2. O Princípio da Utilidade Marginal de Menger e o Bitcoin
O conceito de utilidade marginal, formulado por Carl Menger em Principles of Economics (1871), explica que o valor de um bem não é determinado pelo seu custo de produção, mas pela sua capacidade de satisfazer as necessidades humanas. Além disso, a utilidade de cada unidade adicional de um bem diminui à medida que uma pessoa acumula mais desse bem (lei da utilidade marginal decrescente).
No caso do Bitcoin, sua utilidade subjetiva variou ao longo do tempo e entre diferentes grupos de usuários. No início, ele era valioso principalmente para tecnólogos e defensores da descentralização, que o viam como uma inovação revolucionária. À medida que sua adoção cresceu, diferentes grupos começaram a atribuir novas utilidades ao Bitcoin: investidores passaram a vê-lo como uma reserva de valor, comerciantes como um meio de pagamento alternativo e pessoas em países com instabilidade monetária como uma forma de proteção contra a inflação.
Um exemplo prático da aplicação da utilidade marginal no Bitcoin pode ser observado na forma como seu preço reagiu à entrada de novos investidores institucionais. Quando empresas como MicroStrategy e Tesla começaram a comprar Bitcoin como ativo de reserva, a percepção de sua utilidade marginal aumentou, impulsionando seu preço. Da mesma forma, em países como Venezuela e Argentina, onde a inflação corroeu o valor das moedas locais, o Bitcoin passou a ser utilizado como uma alternativa ao dinheiro estatal, reforçando sua demanda.

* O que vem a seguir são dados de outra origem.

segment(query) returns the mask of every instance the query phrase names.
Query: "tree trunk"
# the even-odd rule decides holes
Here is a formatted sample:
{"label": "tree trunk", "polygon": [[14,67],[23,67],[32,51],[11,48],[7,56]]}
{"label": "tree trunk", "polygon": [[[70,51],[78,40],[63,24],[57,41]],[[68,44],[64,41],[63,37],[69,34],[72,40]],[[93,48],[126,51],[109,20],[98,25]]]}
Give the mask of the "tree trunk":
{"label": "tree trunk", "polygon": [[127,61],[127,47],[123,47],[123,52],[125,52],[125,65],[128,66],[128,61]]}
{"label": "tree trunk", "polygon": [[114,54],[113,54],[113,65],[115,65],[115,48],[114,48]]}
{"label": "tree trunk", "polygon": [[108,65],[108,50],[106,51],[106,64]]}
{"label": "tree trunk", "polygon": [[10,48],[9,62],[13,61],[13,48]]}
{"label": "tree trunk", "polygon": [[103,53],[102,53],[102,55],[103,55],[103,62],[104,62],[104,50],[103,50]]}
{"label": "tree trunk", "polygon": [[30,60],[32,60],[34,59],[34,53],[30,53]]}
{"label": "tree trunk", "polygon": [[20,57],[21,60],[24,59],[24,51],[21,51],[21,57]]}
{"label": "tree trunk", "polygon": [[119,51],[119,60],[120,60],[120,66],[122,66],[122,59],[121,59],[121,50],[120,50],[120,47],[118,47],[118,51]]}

Outro aspecto importante é o efeito rede na utilidade marginal do Bitcoin. No início, a utilidade de possuir Bitcoin era limitada porque poucas pessoas o aceitavam como pagamento. No entanto, à medida que mais empresas, serviços e indivíduos começaram a aceitá-lo, sua utilidade marginal aumentou, pois se tornou mais viável como meio de troca. Esse efeito pode ser comparado à adoção da internet: no começo, poucas pessoas a utilizavam, tornando-a menos útil. Com o tempo, conforme mais pessoas passaram a utilizá-la, sua utilidade cresceu exponencialmente.
Além disso, o Bitcoin enfrenta a questão da volatilidade da utilidade marginal. Durante períodos de alta especulação, sua utilidade como meio de troca pode diminuir, pois os detentores preferem armazená-lo na expectativa de valorização futura. Isso pode ser visto nos ciclos de alta do Bitcoin, quando sua taxa de transação diminui porque as pessoas preferem manter o ativo em vez de gastá-lo. Esse comportamento reforça a ideia de que sua utilidade marginal pode variar dependendo das condições do mercado e da percepção dos usuários.

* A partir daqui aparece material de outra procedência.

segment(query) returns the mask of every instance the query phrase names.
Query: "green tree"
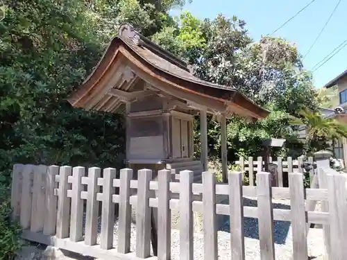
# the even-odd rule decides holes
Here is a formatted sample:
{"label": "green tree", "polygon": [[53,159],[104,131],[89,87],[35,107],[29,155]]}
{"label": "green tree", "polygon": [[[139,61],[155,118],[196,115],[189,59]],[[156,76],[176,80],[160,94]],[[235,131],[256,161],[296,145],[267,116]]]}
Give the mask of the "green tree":
{"label": "green tree", "polygon": [[317,148],[328,147],[328,142],[347,137],[347,124],[335,118],[324,118],[321,114],[303,110],[298,118],[292,118],[293,125],[305,125],[306,129],[305,145],[308,153]]}
{"label": "green tree", "polygon": [[[122,166],[122,116],[74,109],[66,98],[97,63],[120,24],[129,22],[149,37],[175,24],[168,12],[184,1],[163,0],[158,6],[155,3],[3,1],[5,17],[0,21],[1,259],[8,259],[18,246],[17,227],[8,221],[7,187],[13,164]],[[3,188],[6,192],[1,192]]]}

3. Relação entre os Dois Princípios
Os princípios de Mises e Menger ajudam a explicar diferentes aspectos da valorização do Bitcoin. O princípio da regressão esclarece como o Bitcoin adquiriu valor inicial, mesmo sem um uso convencional anterior, enquanto o princípio da utilidade marginal explica como seu valor evoluiu conforme sua aceitação aumentou.
Isso mostra que, embora o Bitcoin não tenha começado como uma mercadoria física, seu valor inicial pode ser explicado pela percepção subjetiva de sua utilidade, tornando-o compatível com as ideias da Escola Austríaca. A interseção desses dois princípios reforça a legitimidade do Bitcoin como uma nova forma de dinheiro.
4. Referências Bibliográficas
MENGER, Carl. Principles of Economics. Ludwig von Mises Institute, 1871.
MISES, Ludwig von. The Theory of Money and Credit. Yale University Press, 1912.
SELGIN, George. On Ensuring a Sustainable Bitcoin Standard: Questions and Answers. Cato Journal, 2015.
WHITE, Lawrence. The Market for Cryptocurrencies. Cato Institute, 2018.
NAKAMOTO, Satoshi. Bitcoin: A Peer-to-Peer Electronic Cash System. 2008.